Lesley Gore - „Someplace Else Now“ (1972)
„It’s My Party“: Sie war der jugendliche Traum der mittleren 60er-Jahre, sie hatte das Aussehen, sie hatte die Hits, sie hatte die Stimme. Quincy Jones produzierte ihre Platten, Marvin Hamlisch schrieb ihre Lieder. 1972 nahm sie diese Platte mit Soul-Songs auf, die sich gar nicht sehr von ihren Gassenhauern unterscheiden – nur in der Erfahrung. Gore veröffentlichte sporadisch weitere Platten, schrieb Songs für das Musical „Fame“, hatte eine TV-Talkshow und lebte 30 Jahre mit einer Frau.
Denny Freeman – „Out Of The Blue“ (1987)
Wie die bekannteren Vaughan-Brüder war Denny Freeman Anfang der Siebziger von Dallas ins musikalisch erwachende Austin gezogen, wo bald niemand mehr am Chef der Antone’s-Hausband vorbeikam. Mehr als Stevie Ray und Jimmie schaute der Gitarrist dabei gern mal über den Texas-Blues-Tellerrand. Wer wissen will, warum Freeman bald von Taj Mahal und Bob Dylan für deren Bands angeheuert wurde, muss den lässigen Instrumental-Eklektizismus von „Out Of The Blue“ hören.

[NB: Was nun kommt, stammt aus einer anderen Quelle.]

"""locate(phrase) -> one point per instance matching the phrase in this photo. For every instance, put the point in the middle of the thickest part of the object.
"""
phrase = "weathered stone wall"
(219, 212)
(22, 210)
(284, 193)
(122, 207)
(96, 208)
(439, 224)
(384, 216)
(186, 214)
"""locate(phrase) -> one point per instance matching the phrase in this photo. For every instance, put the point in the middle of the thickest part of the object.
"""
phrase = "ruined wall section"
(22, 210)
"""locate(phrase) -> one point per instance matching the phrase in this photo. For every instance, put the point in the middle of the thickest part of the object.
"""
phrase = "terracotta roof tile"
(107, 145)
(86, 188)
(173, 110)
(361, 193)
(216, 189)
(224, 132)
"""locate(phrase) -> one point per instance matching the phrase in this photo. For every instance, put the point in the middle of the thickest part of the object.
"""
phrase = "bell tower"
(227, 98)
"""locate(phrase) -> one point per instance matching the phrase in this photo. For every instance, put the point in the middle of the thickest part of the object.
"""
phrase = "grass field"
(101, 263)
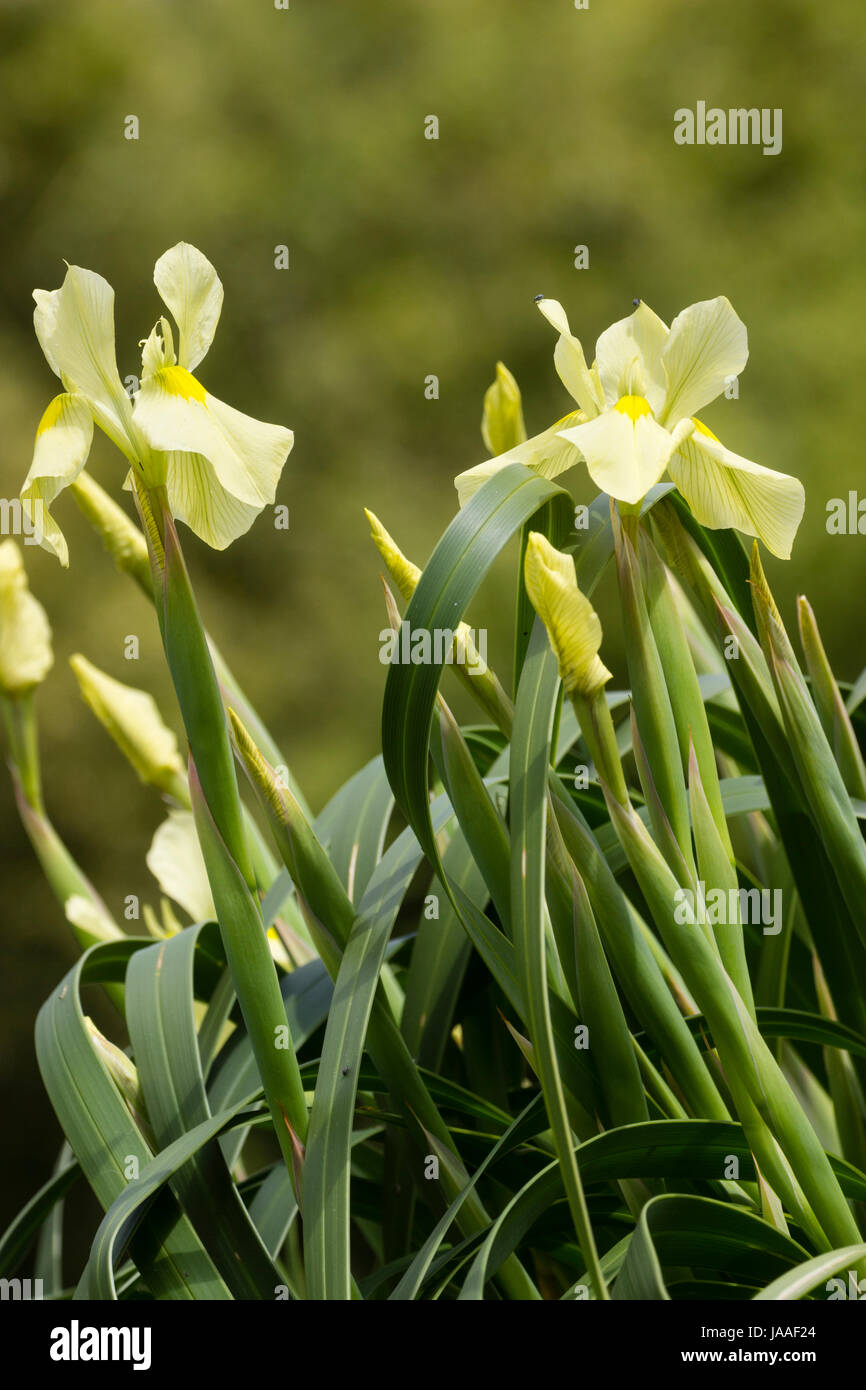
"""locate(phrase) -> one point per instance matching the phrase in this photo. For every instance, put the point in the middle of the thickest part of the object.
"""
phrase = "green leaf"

Roger Glover And Guests – „The Butterfly Ball And …“ (1974)
Weil Jon Lord keine Zeit hatte, produzierte Deep Purples Bassist Roger Glover diese auf einem Kindergedicht basierende Rockoper und rekrutierte dafür wichtige Akteure aus der britischen Prog- und Hardrock-Szene bzw. dem Deep-Purple-Stammbaum. Die Musik vermengt Beatles-Psychedelik mit Theatermusik, 70s-Pop und mischt vorsichtig Prog-Rock unter – das Ergebnis ist ein großartiger Spleen. Besonders schön sind das von David Coverdale gesungene „Behind The Smile“ und Ronnie James Dios „Love Is All“.

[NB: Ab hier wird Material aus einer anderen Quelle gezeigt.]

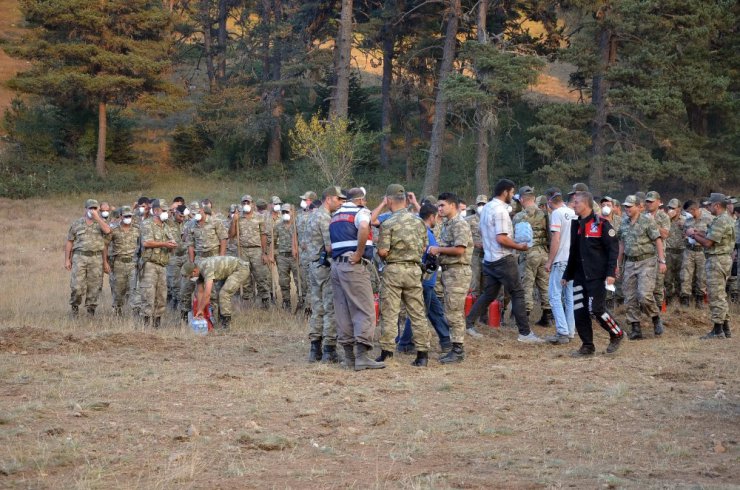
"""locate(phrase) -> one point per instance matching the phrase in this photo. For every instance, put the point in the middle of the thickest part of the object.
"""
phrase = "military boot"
(657, 326)
(636, 332)
(457, 354)
(716, 333)
(726, 329)
(422, 359)
(363, 360)
(330, 354)
(349, 356)
(314, 354)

Rodney Graham – „Rock Is Hard“ (2003)
Der kanadische Künstler Rodney Graham ist ein Meister aller Formen: Malerei, Fotografie, Multimediainstallation. 2003 versuchte er sich zudem als Sänger und Songwriter und nahm ein Doppelalbum mit dem zugegeben bescheuerten Titel „Rock Is Hard“ auf. Die Lieder des Mannes mit der Lou-Reed-Stimme sind allerdings allesamt vorzüglich: 60s-inspirierter Power-Pop mit leichtem Post-Rock-Einschlag, leichtfüßig arrangiert, mit vereinzelten Neil-Young-Gitarren verziert.

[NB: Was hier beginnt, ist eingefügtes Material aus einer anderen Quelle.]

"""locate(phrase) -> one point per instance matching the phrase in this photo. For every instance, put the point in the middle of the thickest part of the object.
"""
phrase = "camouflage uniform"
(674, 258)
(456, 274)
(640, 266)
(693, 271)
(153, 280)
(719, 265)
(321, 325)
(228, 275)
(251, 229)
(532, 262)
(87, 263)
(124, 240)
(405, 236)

The Greg Foat Group – „Girl And Robot With Flowers“ (2012)
2012 wird nicht als das Jahr des Retrofuturismus und Space-Age-Jazz in die Geschichte eingehen. Greg Foat aber, Science-Fiction- Fan und Pianist, arbeitet bis heute von London aus an der Renaissance des Genres. Er verschmilzt Sun Ra mit Soft Machine; seine vom Flügelhorn dominierten Kompositionen sind einfach, aber nicht schlicht, cineastisch, aber keine Reizüberflutung. „Girl And Robot With Flow- ers“ klingt indes so, als würde der Mann seine ganz eigene Musik entwerfen.
Gruppo Sportivo – „Pop! Goes The Brain“ (1981)
Gruppo Sportivo waren einst die lustigste New-Wave-Band der Niederlande. Von „Who’s In Trouble“, über „Holland Now“ bis hin zu „Very Nice“: Das Album „Pop! Goes The Brain“ ist voller quirlig-selbstironischer Smashhits, die heute kaum noch einer kennt. Toll ist auch das mit einem Sichtfenster versehene Albumcover: Je nachdem wie man die Innenhülle dreht, posiert die Band mal als Punk-, Heavy-Metal- oder New-Romantic-Combo – und stets verirrt sich Sänger Hans Vandenburg ins falsche Bild.
Tommy Guerrero – „Loose Grooves & Bastard Blues“ (1997)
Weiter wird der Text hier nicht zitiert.